Al menos 600 buses saldran de las calles

Terminó su tiempo de vida útil, carecían de placas de operación, nunca fueron registrados u operaban de manera ilegal.

Terminó su tiempo de vida útil, carecían de placas de operación, nunca fueron registrados u operaban de manera ilegal. Son los motivos por los que al menos 600 buses urbanos dejaron de circular en Guayaquil o lo harán solo hasta mañana, que finaliza el censo para estos vehículos.

“La salida de estas unidades es uno de los motivos por el que se observan buses con más pasajeros”, sostiene el director de Transporte Público, Fernando Amador.

A criterio del funcionario, los propietarios de los automotores con dificultades para aprobar el censo optaron por retirarse por cuenta propia.

¿Pero cómo operaban con la venia de las cooperativas? Amador considera que lo hicieron engañando a la directiva, aunque no descarta que ciertos directivos fueran cómplices.

“Lo importante es que con el censo viramos la página y habrá mayor control en la circulación de las unidades”, expresó.

Los transportistas y la autoridad de tránsito afirman que no habrá escasez de buses.

A un día de que finalice el censo, decenas de buses rezagados esperan su turno para otra revisión. Así podrán circular sin contratiempo por las calles de la ciudad y accederán al incremento de la tarifa a 30 centavos de dólar, desde el próximo jueves 1 de septiembre.

Ese día se efectuarán operativos para retirar de circulación a las unidades que no exhiban el Registro Único de la Autoridad de Tránsito (RUAT).

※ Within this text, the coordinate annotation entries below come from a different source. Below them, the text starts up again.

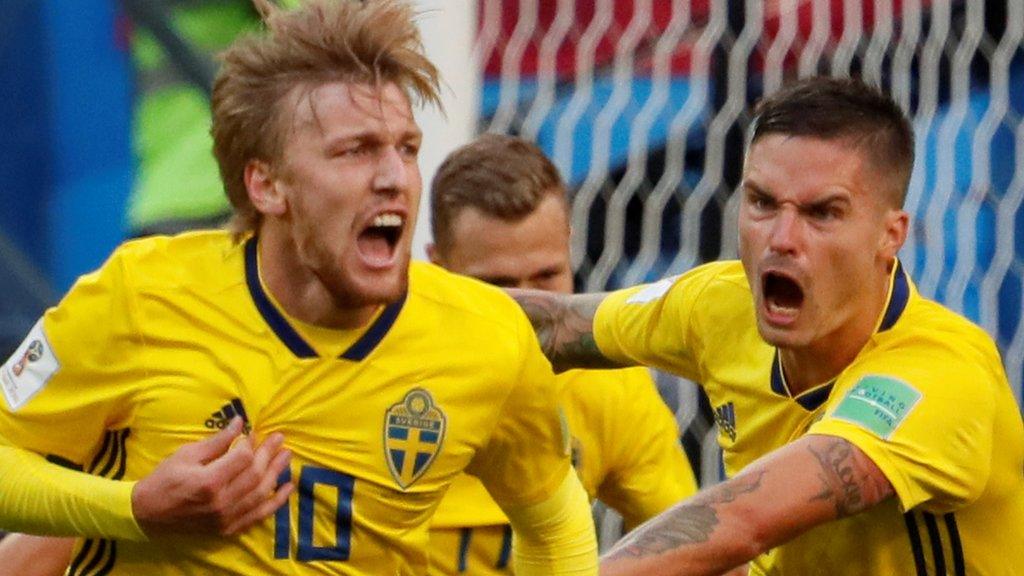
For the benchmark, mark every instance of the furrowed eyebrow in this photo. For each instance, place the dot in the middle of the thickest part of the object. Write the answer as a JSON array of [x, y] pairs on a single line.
[[826, 202]]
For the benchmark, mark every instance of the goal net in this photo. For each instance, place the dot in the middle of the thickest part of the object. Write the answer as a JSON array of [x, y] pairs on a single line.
[[644, 107]]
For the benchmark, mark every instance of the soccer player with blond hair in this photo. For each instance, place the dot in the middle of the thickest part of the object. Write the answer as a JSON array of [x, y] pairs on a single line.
[[293, 396]]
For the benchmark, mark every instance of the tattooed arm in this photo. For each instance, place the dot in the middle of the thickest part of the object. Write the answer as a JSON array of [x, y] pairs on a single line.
[[815, 480], [564, 324]]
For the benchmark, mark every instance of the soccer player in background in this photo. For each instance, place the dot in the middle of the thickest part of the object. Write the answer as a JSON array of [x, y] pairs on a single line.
[[499, 213], [305, 326], [870, 430]]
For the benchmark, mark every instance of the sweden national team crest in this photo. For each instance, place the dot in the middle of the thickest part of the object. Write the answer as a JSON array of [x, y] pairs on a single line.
[[414, 430]]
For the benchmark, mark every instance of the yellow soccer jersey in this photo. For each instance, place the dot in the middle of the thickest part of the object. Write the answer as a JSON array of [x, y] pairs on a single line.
[[172, 337], [927, 400], [625, 448]]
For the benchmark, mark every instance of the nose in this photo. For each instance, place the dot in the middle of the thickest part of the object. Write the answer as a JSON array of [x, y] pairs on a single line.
[[393, 172], [785, 233]]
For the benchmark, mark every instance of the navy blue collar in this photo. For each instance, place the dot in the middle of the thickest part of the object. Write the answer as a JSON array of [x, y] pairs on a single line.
[[894, 310], [287, 334]]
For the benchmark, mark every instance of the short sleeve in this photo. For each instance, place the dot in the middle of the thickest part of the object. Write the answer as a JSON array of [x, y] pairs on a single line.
[[653, 324], [64, 386], [526, 456], [925, 416]]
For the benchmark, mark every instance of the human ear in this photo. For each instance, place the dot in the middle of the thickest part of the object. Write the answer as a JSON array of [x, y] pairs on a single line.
[[264, 190]]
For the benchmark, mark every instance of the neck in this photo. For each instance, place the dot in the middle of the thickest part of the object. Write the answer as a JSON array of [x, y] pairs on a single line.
[[826, 357], [299, 290]]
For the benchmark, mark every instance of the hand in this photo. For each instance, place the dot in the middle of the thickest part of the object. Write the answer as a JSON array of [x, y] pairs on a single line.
[[223, 484]]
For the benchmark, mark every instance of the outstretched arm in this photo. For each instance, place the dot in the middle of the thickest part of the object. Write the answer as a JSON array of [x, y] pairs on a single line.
[[815, 480], [564, 324]]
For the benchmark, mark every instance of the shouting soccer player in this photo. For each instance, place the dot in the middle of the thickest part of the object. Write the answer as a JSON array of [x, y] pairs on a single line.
[[499, 213], [873, 432], [305, 327]]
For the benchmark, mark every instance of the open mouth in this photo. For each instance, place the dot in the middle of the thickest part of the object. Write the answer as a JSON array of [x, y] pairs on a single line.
[[782, 295], [378, 242]]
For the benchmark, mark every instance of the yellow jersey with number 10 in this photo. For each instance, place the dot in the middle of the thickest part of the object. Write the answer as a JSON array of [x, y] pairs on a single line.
[[174, 336]]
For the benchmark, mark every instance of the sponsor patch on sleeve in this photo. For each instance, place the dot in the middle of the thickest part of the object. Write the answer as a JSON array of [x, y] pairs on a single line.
[[879, 404], [651, 291], [29, 369]]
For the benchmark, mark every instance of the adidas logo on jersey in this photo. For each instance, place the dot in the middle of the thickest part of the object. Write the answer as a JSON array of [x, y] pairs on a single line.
[[221, 417], [725, 417]]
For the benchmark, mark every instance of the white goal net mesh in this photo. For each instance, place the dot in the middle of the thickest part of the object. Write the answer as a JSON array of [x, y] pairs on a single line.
[[644, 105]]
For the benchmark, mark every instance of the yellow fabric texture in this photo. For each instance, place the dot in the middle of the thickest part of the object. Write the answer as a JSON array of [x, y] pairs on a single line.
[[944, 426], [568, 546], [167, 341], [43, 498], [626, 451]]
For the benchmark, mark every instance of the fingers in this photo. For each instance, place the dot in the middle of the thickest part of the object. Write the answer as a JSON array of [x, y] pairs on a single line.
[[257, 505], [212, 448], [253, 485]]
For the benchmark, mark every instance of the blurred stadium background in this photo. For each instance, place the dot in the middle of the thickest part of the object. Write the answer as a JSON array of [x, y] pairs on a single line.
[[643, 105]]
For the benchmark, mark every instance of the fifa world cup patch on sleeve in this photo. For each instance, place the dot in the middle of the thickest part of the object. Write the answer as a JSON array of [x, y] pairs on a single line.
[[879, 404], [29, 369], [651, 291]]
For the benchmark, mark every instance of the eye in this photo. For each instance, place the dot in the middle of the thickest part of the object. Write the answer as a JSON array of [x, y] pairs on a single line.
[[411, 150], [760, 202], [824, 213]]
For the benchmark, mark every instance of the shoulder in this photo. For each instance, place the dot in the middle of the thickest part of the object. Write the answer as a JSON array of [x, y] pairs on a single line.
[[169, 261], [464, 300], [932, 339], [619, 394]]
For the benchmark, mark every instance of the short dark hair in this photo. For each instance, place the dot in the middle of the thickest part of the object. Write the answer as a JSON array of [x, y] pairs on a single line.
[[504, 177], [844, 109]]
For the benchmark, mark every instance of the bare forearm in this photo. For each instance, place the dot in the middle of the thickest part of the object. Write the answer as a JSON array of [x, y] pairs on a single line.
[[811, 482], [564, 325]]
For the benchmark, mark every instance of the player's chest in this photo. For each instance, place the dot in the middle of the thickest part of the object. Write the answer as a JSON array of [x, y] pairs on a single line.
[[408, 423], [754, 410]]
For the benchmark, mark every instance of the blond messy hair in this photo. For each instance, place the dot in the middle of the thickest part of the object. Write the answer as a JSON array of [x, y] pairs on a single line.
[[320, 42]]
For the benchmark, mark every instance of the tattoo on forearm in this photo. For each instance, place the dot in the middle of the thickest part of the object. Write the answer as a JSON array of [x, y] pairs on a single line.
[[845, 481], [692, 522], [564, 326]]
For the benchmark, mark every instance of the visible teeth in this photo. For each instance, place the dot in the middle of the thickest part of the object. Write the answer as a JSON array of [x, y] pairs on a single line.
[[388, 219]]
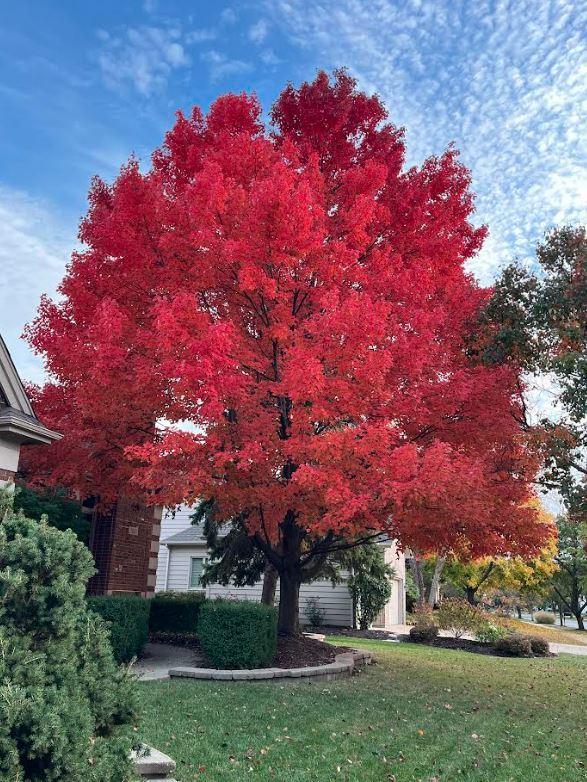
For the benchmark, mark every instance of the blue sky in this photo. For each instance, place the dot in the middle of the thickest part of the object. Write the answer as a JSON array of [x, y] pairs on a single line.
[[83, 85]]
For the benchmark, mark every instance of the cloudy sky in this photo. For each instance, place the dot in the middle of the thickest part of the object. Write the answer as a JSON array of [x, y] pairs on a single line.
[[83, 85]]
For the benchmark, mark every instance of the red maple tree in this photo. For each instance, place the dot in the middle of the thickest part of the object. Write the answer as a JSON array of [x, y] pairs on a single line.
[[302, 301]]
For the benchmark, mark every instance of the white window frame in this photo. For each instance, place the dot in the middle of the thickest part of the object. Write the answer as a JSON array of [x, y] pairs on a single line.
[[200, 588]]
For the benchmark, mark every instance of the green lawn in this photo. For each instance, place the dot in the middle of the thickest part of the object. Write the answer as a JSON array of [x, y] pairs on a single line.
[[418, 714]]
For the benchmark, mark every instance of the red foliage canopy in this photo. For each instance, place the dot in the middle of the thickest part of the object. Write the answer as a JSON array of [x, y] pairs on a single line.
[[302, 301]]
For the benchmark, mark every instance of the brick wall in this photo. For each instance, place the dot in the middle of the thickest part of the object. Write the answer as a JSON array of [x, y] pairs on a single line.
[[125, 543]]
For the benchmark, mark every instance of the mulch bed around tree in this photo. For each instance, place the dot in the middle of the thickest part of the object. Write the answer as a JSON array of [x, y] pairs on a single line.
[[292, 652], [464, 645], [374, 635], [301, 652]]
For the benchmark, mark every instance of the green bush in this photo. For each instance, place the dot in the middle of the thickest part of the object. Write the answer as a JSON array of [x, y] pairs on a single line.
[[539, 646], [127, 618], [544, 618], [490, 633], [66, 708], [238, 634], [515, 644], [459, 617], [424, 632], [175, 612]]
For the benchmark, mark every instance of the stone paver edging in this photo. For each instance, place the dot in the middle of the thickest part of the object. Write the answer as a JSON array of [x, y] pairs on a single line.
[[151, 764], [344, 664]]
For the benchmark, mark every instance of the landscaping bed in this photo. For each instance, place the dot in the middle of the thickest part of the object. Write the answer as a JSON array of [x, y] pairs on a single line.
[[373, 635], [465, 645], [298, 652], [301, 652]]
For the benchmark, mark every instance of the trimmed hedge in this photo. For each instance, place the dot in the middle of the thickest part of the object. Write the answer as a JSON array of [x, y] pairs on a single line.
[[539, 646], [515, 644], [128, 622], [238, 634], [424, 633], [544, 618], [175, 612]]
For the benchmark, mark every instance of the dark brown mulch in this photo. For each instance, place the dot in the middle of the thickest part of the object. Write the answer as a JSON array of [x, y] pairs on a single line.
[[465, 645], [374, 635], [300, 652]]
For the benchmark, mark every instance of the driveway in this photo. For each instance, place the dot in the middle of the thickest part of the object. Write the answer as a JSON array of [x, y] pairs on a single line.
[[575, 649]]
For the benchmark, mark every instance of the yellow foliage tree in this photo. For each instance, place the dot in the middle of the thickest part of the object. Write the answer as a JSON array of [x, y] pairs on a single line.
[[527, 577]]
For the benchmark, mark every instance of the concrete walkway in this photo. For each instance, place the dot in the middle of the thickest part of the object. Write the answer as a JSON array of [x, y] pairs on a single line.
[[157, 659]]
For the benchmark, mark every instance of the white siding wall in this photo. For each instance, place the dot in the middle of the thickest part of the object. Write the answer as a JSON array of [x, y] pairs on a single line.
[[170, 524], [335, 601], [173, 574]]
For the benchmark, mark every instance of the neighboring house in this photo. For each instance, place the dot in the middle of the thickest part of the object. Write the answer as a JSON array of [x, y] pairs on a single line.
[[18, 423], [183, 552]]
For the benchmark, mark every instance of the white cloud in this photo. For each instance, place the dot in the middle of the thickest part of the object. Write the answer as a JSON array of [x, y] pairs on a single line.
[[229, 16], [142, 57], [222, 67], [269, 57], [35, 245], [258, 31], [506, 81]]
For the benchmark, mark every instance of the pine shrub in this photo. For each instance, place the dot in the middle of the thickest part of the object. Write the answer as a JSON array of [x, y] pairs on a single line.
[[175, 613], [66, 708], [127, 618], [424, 632], [490, 633], [544, 618], [238, 634]]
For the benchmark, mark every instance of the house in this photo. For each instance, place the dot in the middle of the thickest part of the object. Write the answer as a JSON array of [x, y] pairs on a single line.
[[18, 423], [183, 552]]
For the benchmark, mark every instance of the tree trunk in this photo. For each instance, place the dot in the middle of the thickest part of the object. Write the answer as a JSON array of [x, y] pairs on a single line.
[[435, 585], [269, 585], [289, 603], [416, 568]]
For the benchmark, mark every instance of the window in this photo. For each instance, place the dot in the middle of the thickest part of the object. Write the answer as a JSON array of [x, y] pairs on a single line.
[[196, 570]]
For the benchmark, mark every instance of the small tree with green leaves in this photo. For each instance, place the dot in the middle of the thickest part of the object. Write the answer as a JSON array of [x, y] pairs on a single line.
[[369, 582], [66, 708], [61, 510], [569, 583]]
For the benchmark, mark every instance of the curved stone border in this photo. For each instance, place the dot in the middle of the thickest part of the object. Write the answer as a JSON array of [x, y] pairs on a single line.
[[344, 664]]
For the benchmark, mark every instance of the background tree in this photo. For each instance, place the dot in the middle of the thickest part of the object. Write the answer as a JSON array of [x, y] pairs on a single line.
[[523, 577], [538, 319], [569, 583], [369, 582], [303, 302], [515, 575]]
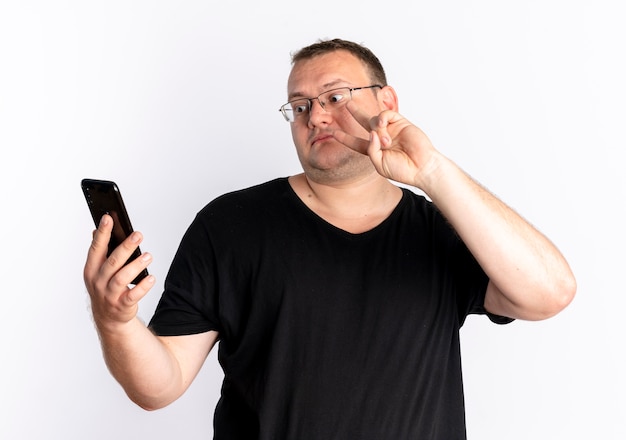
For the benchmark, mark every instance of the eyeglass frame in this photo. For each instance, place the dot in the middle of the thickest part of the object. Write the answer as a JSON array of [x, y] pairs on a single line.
[[322, 104]]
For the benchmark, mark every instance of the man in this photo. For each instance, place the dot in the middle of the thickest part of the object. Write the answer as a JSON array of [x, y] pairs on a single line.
[[337, 297]]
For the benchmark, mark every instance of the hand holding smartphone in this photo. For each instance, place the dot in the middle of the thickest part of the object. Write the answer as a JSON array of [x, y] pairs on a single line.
[[104, 197]]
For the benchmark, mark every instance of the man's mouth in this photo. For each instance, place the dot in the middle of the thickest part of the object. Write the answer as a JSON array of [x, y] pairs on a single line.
[[321, 138]]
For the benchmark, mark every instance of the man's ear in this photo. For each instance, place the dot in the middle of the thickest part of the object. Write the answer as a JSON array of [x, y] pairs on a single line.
[[388, 98]]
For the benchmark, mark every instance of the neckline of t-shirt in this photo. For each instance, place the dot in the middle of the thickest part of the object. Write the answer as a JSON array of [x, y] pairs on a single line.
[[308, 211]]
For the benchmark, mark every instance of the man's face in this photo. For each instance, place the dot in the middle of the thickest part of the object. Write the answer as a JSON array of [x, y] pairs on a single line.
[[320, 154]]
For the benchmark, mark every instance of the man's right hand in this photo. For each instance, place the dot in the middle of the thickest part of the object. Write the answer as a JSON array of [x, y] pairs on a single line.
[[107, 279]]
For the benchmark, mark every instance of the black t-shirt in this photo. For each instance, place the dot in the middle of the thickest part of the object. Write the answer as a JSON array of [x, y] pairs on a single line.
[[326, 334]]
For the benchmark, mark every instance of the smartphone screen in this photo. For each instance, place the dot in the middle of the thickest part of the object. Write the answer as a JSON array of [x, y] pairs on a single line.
[[104, 197]]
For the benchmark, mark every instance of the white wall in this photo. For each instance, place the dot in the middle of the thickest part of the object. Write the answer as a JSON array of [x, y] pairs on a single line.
[[177, 102]]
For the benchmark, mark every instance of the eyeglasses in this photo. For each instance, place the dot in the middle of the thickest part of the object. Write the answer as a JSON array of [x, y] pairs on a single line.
[[330, 100]]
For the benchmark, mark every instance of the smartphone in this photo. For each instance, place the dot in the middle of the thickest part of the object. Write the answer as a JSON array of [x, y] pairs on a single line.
[[104, 197]]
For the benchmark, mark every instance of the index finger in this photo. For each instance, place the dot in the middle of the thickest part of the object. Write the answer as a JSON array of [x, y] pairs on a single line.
[[99, 244], [366, 121]]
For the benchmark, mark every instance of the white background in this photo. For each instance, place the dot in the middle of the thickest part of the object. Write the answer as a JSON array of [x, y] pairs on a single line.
[[177, 102]]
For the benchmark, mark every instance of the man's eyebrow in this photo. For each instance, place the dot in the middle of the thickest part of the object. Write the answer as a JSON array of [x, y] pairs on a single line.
[[324, 87]]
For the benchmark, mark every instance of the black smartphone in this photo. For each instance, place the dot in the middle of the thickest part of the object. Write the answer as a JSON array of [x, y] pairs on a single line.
[[104, 197]]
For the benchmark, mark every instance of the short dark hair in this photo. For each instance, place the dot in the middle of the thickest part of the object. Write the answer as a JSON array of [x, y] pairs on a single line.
[[322, 47]]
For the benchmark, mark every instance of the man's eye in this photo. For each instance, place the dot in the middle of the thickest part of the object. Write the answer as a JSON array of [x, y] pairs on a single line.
[[335, 98], [301, 108]]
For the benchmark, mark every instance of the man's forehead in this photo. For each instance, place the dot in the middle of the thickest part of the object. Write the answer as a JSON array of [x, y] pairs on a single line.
[[325, 71]]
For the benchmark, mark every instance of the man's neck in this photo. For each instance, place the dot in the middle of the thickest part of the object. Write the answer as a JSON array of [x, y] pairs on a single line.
[[355, 206]]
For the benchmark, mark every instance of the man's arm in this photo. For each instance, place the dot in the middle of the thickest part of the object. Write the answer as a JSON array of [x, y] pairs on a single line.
[[154, 371], [529, 278]]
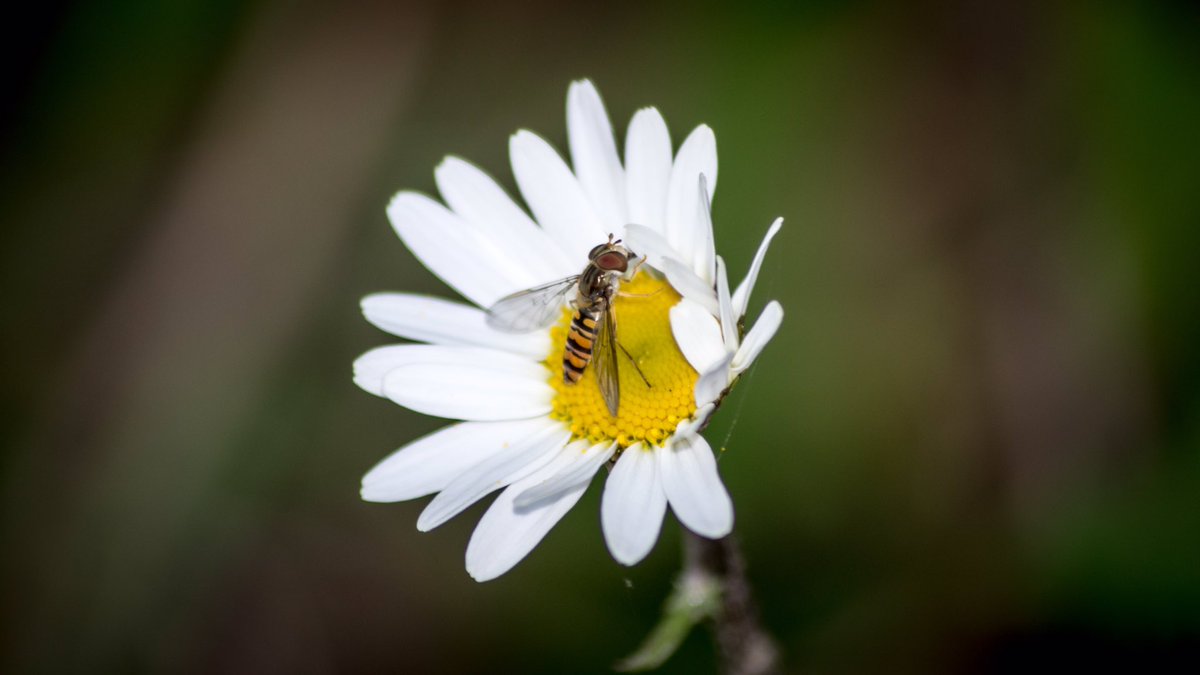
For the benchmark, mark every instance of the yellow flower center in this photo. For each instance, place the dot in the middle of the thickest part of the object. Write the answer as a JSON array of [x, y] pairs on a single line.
[[651, 407]]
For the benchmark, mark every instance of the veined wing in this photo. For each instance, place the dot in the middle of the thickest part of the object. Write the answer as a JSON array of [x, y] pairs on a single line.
[[605, 359], [532, 309]]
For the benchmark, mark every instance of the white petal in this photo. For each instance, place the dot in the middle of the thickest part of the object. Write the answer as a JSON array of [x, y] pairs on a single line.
[[577, 464], [633, 506], [690, 286], [694, 488], [646, 242], [742, 296], [761, 333], [594, 154], [510, 530], [445, 322], [555, 196], [481, 202], [429, 464], [510, 464], [684, 223], [713, 381], [697, 333], [647, 168], [371, 368], [705, 251], [454, 251], [725, 306], [471, 383]]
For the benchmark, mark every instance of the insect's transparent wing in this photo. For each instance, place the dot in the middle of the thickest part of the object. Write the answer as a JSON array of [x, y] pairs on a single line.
[[532, 309], [605, 360]]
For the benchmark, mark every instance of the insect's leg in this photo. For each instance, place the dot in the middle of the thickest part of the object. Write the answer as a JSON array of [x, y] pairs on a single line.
[[637, 266], [637, 368]]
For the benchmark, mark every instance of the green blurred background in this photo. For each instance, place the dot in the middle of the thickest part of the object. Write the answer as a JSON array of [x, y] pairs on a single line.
[[973, 447]]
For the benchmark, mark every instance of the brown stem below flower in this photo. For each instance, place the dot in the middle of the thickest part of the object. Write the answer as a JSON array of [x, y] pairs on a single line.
[[743, 644]]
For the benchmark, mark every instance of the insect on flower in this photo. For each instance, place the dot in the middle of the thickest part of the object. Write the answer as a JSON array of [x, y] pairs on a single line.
[[593, 333], [619, 363]]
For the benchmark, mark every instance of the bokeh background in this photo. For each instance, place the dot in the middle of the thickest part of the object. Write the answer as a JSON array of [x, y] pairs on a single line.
[[973, 447]]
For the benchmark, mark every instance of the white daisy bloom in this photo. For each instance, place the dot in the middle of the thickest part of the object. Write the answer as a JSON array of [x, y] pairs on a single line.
[[522, 428]]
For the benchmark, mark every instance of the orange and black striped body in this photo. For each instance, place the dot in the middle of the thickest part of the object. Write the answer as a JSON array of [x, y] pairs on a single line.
[[581, 341]]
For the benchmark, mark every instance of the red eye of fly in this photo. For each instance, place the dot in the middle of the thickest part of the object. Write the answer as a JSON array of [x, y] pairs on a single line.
[[612, 261]]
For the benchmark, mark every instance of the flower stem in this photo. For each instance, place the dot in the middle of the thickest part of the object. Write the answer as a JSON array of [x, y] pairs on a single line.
[[743, 644], [713, 586]]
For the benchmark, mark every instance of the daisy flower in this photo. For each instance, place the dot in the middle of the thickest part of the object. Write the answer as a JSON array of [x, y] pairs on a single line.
[[520, 428]]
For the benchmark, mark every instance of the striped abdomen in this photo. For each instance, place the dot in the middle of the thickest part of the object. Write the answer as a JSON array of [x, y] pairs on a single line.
[[580, 344]]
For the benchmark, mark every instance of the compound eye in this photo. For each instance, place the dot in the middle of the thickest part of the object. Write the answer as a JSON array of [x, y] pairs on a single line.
[[612, 261]]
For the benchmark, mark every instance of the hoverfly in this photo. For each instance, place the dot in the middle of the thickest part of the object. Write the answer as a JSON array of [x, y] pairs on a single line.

Johnny Rodas, dueño de un bus, afirma que debió vender un auto y algunos electrodomésticos para completar los 3.500 dólares que requiere para adecuar su carro, que opera en la línea 110. “No tengo otra opción, es mi herramienta de trabajo con la que saco adelante a mi familia”, expresa.

En los talleres disminuyó la demanda de transportistas que deben modificar sus unidades para aprobar el censo.

En el taller de Mario Landívar, situado en la 21 y Oriente, se reparaban ayer tres vehículos, cuando hasta hace dos semanas era el doble.

Landívar calcula que desde junio hasta la fecha más de 70 buses fueron modificados en sus instalaciones. Cerca del 50 % llegó para que se le agregara una segunda o tercera puerta.

En cambio, no había vehículos en el local de Galo Rodríguez, ubicado en la 28 y Argentina. La última unidad modificada allí fue hace una semana.